バチカン奇跡調査官4 千年王国のしらべ
バチカン内の『聖徒の座』に所属する神父、平賀・ヨゼフ・庚とロベルト・ニコラスは奇跡調査官として世界中の奇跡の真偽を調査判別するために日夜取り組んでいる。
天才科学者の平賀は研究調査に没頭すると寝食を忘れて熱中してしまう上にかなりの天然であり、暗号や古文書解読のエキスパートであるロベルトは平賀のよき相棒として、時に平賀をやさしく見守る保護者的存在として、数々の怪現象に取り組み、鮮やかに解きほぐしていく。

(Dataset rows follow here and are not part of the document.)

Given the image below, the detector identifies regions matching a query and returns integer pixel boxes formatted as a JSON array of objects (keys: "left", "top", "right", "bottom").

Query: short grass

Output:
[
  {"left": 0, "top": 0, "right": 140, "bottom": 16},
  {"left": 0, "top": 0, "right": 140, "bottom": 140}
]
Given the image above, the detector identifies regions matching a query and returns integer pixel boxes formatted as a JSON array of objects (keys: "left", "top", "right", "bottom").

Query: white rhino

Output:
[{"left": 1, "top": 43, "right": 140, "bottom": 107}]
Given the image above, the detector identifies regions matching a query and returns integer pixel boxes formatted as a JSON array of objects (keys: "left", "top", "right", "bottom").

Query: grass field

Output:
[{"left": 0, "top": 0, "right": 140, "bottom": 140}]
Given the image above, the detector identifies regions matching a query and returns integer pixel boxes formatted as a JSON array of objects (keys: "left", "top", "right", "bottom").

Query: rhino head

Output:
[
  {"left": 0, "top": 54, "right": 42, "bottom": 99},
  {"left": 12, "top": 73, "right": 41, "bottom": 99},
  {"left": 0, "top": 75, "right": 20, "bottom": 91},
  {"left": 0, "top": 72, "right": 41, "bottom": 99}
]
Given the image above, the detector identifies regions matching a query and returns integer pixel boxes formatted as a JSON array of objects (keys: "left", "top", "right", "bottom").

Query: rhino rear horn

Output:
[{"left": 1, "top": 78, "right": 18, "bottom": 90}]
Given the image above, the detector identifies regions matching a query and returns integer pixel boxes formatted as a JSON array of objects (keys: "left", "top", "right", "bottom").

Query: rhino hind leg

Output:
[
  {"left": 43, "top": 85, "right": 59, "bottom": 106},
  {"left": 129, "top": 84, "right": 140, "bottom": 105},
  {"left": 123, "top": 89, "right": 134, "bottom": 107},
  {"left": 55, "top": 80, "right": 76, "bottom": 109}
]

バチカン奇跡調査官シリーズの第4作である『千年王国のしらべ』では、死後復活した司祭の謎に挑みます。
(以下、若干のネタバレがありますので、未読了の方はご注意ください。)
ルノア共和国アルペン自治区にあるラプロ・ホラ教会の司祭、アントニウス十四世司祭が狙撃され死後3日目に蘇ったという事実により、イエズス会総長からアントニウス司祭の列聖の申請があり、例によって平賀とロベルトが調査に赴くことに。
現地の空港に着いた二人を出迎えたのは二人の神父と村のカソリック会の面々、六十歳は超えたと思われる男女5人だった。そして教会に着いて目撃したのは、川の水面を渡るアントニウス司祭の姿。その背後では太陽が三つになるという超常現象も現れて・・・
アントニウス司祭の狙撃事件を追ってサスキンス捜査官も登場し捜査が続く中、教会の神父の一人が非業の死を遂げる。さらに宗教討論会でアントニウス司祭の怒りを買った、ムスリムの宗教指導者が死亡するという事件も発生する。
また、平賀がサタニストグループに誘拐され毒ガスを浴びせられ、瀕死状態になってしまう。平賀を死の淵から救ってくれたのはアントニウス司祭だった。
果たしてアントニウス司祭は列聖にふさわしい聖人なのか・・・
今回はどちらかというと叙述ミステリ的な展開でした。
真犯人も本当に意外な人物で。存在の痕跡を跡形もなく消し去って行方をくらましたこの人物も、ジュリア司祭のように、今後再登場するかもしれませんね。